Of the 17 socioeconomic outcomes, three are new so there are only baseline data. Of the remainder, only three areas are on track to meet the set targets, four are not on track given current trends, and – shockingly and frustratingly – seven areas have no up-to-date data to inform them. In some cases the most recent data are from 2016.
The National Indigenous Times, makes the point that only 60 percent of Closing the Gap targets have data. Until up-to-date data are available and acted upon, it’s hard to see how programs and initiatives can be effectively resourced and targeted and outcomes accurately assessed.
As stated by ProBono Australia, this means: “Our ability to effect real change is not being met. The right to self-determination by Indigenous communities through the delivery of high-quality, culturally safe, and responsive programs and services that meet the needs of Aboriginal and Torres Strait Islander people across the country is not being delivered.”

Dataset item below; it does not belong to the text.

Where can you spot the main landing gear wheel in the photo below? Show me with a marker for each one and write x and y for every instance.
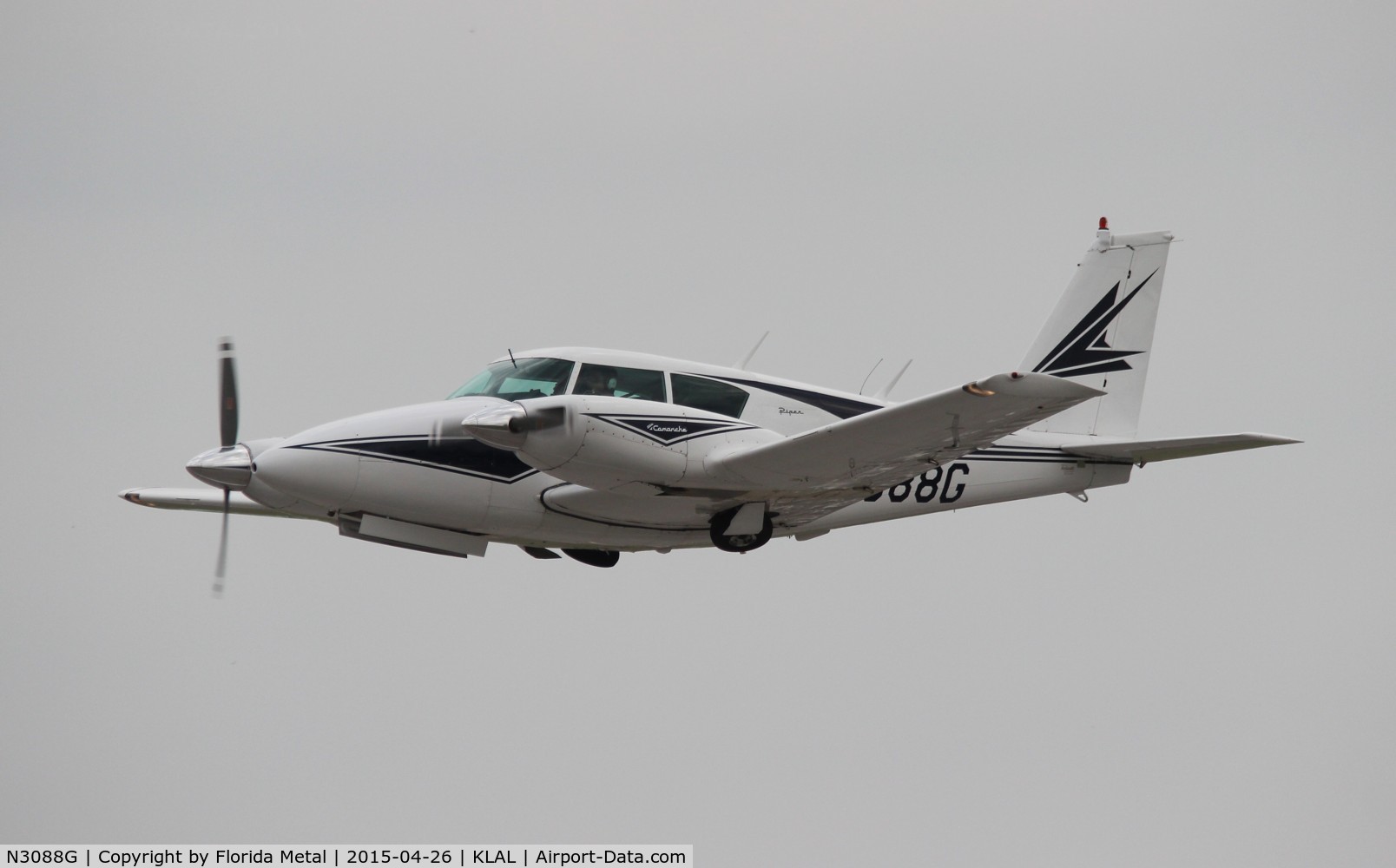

While funds have been provided to the Productivity Commission for this reporting ($10.1 million over four years in the 2020-21 Budget), this is clearly not enough to enable the missing data gaps to be filled.
The best of Croakey
Don’t miss these two articles:
Return to country endangered by failure to invest – by Aboriginal and Torres Strait Islander Social Justice Commissioner June Oscar.
Heal Country – a timely call for action and justice – by Dr Janine Mohamed and Nicole Bowman, of the Lowitja Institute.
The good news story
How could I go past the victories of two Aussie tennis legends this past weekend?
Like many, I stayed up late to watch the matches, to celebrate the amazing wins of Ashleigh Barty and Dylan Alcott and to join the Barty Party. We all needed those feel-good moments, a welcome break from the endless coronavirus updates here in Sydney.
Ash Barty’s win and her homage to Evonne Goolagong Cawley was a glorious way to cap off NAIDOC week.
I am amazed at the athletic prowess and speed of Dylan Alcott. I once tried to play tennis in a wheelchair and I had more spills than hits (true, I am a terrible tennis player even on two feet). But even Novak Djokovic found it impossibly hard.